Es mucho el desconocimiento que tenemos sobre China y lo chino, así que no es extraño que nos cueste reconocer en la obra algún ancla con nuestro propio entorno. Sin embargo, algunas referencias del libro pueden resultar sorprendentes si caemos en la cuenta del cómo, en ocasiones, nos han llegado ‘traducidas’ a Occidente.

Por ejemplo. ¿Se acuerdan de Son Goku? Un niño de otro planeta que se transforma en mono con la luna llena, viaja montado en una nube por todo el planeta y tiene como arma una barra que puede ampliar de tamaño a voluntad.
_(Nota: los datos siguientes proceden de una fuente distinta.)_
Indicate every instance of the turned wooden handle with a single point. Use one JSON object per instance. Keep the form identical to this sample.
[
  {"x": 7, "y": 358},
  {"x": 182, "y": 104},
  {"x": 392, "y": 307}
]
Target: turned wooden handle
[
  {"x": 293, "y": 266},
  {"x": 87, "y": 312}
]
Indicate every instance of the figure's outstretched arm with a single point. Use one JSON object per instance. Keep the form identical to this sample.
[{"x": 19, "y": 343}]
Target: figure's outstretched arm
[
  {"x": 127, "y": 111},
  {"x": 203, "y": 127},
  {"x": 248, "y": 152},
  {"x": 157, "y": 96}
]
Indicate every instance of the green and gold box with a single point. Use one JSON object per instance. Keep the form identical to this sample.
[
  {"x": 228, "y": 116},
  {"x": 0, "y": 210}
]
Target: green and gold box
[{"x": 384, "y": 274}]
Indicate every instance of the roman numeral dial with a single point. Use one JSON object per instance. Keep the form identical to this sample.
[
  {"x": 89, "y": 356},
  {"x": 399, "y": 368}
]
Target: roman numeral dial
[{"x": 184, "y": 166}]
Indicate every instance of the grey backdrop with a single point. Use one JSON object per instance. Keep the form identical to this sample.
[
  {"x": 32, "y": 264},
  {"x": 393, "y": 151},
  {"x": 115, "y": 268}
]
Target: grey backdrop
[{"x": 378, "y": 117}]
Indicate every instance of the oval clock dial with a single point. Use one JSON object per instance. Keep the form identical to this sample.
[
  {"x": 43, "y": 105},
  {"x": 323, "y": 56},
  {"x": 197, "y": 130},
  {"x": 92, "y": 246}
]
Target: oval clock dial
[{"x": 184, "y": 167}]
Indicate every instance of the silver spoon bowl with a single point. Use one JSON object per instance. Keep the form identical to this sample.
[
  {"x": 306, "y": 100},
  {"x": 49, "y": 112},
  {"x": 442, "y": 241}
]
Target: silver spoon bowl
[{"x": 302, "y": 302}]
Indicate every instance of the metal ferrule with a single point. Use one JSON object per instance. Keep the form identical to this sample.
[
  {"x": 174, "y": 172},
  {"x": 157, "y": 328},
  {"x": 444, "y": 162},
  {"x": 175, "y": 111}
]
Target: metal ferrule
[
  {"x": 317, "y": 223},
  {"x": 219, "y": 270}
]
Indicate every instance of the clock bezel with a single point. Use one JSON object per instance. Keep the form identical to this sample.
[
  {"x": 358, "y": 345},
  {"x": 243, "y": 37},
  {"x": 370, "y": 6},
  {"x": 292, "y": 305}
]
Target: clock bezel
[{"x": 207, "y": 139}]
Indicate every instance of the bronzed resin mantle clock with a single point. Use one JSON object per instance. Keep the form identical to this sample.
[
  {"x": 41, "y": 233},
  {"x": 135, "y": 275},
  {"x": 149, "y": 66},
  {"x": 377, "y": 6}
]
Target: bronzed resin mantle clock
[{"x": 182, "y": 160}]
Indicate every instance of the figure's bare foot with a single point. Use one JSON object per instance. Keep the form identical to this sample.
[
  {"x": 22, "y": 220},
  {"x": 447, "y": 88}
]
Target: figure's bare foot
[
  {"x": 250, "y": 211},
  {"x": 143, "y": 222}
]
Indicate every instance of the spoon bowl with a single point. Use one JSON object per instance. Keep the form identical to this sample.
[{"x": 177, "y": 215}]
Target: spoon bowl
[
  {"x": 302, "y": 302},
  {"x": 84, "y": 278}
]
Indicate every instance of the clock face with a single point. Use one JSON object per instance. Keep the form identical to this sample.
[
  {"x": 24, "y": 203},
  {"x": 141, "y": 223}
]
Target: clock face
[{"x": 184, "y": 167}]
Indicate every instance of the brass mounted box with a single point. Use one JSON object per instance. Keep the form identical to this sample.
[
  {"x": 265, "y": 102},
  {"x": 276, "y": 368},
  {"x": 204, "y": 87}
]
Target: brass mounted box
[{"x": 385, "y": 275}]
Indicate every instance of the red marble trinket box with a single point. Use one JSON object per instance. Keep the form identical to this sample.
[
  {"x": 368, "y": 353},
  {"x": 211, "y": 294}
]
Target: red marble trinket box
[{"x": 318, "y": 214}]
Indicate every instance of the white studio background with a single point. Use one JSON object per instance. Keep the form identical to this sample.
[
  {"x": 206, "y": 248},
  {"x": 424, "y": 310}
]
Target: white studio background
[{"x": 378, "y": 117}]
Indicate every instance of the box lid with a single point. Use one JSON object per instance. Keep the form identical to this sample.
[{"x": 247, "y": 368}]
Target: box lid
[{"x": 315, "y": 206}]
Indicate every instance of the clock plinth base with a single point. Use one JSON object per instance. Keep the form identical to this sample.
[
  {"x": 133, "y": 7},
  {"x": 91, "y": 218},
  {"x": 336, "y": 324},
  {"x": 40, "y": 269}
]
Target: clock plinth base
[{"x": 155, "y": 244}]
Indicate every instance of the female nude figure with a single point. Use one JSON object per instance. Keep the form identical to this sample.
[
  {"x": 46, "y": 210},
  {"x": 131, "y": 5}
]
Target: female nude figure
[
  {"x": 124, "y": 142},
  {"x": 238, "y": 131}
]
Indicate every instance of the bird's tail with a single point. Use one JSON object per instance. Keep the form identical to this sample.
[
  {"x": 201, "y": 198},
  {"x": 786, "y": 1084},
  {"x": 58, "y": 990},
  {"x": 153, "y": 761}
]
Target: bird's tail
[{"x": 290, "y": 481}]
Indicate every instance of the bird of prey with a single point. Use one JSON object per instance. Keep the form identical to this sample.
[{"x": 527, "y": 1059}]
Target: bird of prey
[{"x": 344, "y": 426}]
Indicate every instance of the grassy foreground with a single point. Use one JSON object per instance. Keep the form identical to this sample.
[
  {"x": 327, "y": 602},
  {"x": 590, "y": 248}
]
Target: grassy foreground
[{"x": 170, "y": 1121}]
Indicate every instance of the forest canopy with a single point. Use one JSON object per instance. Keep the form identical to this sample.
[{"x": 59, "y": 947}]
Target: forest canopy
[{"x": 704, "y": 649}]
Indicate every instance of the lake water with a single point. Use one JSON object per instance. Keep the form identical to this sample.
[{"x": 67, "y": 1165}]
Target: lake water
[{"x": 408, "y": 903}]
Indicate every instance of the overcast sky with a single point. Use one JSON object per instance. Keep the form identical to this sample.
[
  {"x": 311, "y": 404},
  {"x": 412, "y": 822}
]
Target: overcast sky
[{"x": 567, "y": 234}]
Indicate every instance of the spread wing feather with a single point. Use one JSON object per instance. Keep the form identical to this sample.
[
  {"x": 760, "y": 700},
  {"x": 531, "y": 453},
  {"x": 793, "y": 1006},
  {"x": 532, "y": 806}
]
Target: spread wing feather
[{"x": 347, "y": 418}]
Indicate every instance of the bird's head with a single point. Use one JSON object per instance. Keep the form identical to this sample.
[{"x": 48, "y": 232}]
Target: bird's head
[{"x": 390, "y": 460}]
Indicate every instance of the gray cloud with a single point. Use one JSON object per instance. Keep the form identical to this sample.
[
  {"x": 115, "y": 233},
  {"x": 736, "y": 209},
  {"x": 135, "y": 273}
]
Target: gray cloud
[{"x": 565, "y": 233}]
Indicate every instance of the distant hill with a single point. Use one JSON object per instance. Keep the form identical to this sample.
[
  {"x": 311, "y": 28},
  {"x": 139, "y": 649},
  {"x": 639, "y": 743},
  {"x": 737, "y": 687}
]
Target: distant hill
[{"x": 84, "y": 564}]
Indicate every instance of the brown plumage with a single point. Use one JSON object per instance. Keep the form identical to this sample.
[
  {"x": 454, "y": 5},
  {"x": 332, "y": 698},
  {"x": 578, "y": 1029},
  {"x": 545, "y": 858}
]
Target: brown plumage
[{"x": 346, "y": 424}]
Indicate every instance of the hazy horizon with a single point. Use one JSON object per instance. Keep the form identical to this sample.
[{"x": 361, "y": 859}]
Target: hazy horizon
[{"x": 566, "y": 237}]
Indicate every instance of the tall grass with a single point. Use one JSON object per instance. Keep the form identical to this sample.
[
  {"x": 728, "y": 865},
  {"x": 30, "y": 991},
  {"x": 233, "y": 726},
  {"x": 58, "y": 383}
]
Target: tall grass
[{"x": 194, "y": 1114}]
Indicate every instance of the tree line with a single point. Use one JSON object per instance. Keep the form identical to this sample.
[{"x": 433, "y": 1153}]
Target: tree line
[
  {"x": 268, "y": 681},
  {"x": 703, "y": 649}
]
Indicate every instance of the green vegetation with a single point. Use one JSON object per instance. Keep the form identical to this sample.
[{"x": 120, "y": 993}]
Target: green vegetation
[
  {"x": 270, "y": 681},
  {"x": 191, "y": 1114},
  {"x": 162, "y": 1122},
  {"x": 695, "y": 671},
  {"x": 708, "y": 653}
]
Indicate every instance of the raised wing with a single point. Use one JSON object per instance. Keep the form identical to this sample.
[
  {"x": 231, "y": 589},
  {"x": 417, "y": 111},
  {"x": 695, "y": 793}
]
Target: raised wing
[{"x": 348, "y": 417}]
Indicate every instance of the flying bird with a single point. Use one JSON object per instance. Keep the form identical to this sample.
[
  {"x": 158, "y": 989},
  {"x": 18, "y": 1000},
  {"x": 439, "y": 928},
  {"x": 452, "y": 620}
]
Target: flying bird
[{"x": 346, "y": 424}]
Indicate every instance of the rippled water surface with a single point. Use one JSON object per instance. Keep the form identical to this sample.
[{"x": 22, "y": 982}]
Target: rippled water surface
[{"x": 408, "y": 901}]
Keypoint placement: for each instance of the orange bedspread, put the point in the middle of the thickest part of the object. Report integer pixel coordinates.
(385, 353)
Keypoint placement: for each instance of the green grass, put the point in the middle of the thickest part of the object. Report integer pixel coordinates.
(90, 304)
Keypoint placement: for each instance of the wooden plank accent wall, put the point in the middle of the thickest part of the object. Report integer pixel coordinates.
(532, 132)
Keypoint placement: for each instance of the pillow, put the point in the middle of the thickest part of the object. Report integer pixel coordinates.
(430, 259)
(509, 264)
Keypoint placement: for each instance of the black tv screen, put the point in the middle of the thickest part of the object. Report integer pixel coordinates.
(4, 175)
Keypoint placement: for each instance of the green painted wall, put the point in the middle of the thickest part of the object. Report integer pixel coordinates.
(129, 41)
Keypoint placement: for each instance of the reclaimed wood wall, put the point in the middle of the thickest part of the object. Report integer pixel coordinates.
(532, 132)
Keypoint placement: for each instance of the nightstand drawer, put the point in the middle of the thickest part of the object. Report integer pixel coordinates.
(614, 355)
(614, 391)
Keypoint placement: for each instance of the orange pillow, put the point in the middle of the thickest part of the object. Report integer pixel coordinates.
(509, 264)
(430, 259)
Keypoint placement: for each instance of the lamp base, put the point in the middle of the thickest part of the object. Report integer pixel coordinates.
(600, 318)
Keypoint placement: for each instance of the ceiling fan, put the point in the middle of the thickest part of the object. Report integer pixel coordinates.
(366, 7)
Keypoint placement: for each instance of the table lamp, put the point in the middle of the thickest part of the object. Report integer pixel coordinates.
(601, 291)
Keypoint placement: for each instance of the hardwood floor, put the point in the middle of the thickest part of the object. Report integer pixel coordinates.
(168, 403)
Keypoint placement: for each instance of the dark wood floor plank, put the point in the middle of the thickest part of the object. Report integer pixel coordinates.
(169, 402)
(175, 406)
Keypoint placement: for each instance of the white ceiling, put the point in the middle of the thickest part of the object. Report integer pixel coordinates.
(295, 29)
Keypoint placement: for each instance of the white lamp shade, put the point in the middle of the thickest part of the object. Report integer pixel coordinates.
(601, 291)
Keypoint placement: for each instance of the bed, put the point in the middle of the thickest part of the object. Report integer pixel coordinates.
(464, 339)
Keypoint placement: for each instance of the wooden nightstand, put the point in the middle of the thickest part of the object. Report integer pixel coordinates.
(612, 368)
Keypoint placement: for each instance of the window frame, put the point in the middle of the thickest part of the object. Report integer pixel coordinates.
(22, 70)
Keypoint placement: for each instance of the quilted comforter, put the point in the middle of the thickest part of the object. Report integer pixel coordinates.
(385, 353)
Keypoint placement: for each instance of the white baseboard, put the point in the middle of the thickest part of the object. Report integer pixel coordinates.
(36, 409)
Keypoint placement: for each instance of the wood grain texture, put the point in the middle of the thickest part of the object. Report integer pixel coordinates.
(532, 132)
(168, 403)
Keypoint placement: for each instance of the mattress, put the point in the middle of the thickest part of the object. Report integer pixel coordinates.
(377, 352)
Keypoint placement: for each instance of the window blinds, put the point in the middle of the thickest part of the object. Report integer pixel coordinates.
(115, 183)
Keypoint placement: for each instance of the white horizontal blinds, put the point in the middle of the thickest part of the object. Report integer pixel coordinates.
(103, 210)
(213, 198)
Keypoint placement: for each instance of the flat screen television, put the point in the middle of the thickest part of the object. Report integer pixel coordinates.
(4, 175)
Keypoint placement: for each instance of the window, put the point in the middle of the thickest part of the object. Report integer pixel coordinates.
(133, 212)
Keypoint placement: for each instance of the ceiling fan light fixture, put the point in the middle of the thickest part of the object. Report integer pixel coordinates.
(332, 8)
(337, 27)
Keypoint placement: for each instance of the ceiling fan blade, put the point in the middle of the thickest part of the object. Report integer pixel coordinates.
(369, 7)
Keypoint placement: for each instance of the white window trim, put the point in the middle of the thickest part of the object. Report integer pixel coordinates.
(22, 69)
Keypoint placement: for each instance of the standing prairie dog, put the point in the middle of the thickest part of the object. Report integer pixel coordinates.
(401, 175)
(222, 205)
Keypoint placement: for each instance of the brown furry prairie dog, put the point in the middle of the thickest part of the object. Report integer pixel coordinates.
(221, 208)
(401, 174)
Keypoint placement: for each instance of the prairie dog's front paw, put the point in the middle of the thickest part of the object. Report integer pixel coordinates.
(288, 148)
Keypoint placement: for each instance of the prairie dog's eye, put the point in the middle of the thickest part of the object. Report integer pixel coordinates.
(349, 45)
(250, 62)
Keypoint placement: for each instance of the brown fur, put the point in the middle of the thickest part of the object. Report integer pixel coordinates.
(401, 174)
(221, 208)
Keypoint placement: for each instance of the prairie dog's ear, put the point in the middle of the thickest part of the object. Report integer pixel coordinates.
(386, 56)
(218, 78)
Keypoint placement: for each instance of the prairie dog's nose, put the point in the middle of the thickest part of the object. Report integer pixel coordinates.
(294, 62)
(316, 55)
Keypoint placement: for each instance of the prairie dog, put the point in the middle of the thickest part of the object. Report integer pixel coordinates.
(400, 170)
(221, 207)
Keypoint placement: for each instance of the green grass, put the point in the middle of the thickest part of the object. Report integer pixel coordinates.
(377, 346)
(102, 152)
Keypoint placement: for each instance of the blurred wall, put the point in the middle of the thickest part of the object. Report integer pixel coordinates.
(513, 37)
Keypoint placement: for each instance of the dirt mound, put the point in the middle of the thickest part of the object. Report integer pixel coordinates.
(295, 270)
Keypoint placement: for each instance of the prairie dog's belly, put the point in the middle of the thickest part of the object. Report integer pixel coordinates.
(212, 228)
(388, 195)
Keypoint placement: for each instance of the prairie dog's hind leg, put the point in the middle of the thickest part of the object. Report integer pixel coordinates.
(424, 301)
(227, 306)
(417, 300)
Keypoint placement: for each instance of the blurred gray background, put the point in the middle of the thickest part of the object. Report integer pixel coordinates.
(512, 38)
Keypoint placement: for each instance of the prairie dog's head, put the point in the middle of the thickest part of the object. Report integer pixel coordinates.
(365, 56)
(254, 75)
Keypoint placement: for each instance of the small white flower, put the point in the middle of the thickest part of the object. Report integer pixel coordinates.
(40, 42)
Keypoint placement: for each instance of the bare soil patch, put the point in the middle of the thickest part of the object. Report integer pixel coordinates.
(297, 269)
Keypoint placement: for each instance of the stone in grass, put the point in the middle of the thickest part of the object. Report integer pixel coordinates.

Pues bien, aquel personaje que nos mantuvo horas y horas ante la televisión de niños es un alter ego del protagonista de Viaje al Oeste, cuyo nombre, también próximo al del manga japonés, es Sun Wu-Kung (admite otras grafías, téngalo en cuenta). El libro inspira esa parte que conocemos del personaje, pero es mucho más, y con otras notables diferencias entre ambos. El carisma de los dos, eso sí, es innegable, cada uno en su terreno.

La verdad es que, para entrar definitivamente en materia, es justo, y creo que hasta muy acertado, considerar esta novela como una especie de Quijote oriental, por la trascendencia que ha tenido el libro desde su publicación, en 1590 (el Quijote es de 1605, nótese también la proximidad temporal). Una diferencia clara es que, mientras en nuestro caso Cervantes es uno de nuestros autores más famosos, en el caso chino el creador no está del todo claro. Solo hay una atribución, más o menos consensuada, acerca de un erudito y escritor de la época, llamado Wu Cheng’en.

A lo largo de sus centenares y centenares de páginas, contemplamos dos partes muy diferenciadas. En la primera es donde conocemos al Rey Mono, su nacimiento, sus aventuras y desventuras. Se trata de un personaje cuya trascendencia nos ha dado una de las series más especiales de nuestra infancia pero que también ha motivado una imaginería local que resultaría sorprendente si uno tiene la oportunidad de meter la cabeza un poco en la cultura popular china. Aunque el libro tiene muchos pasajes rayanos en lo humorístico provocados por lo burlón de su carácter, en esta parte dedicada al gran simio abundan los capítulos de enredos, las travesuras y las meteduras de pata del personaje, cuyas consecuencias marcarán su destino, de forma dramática.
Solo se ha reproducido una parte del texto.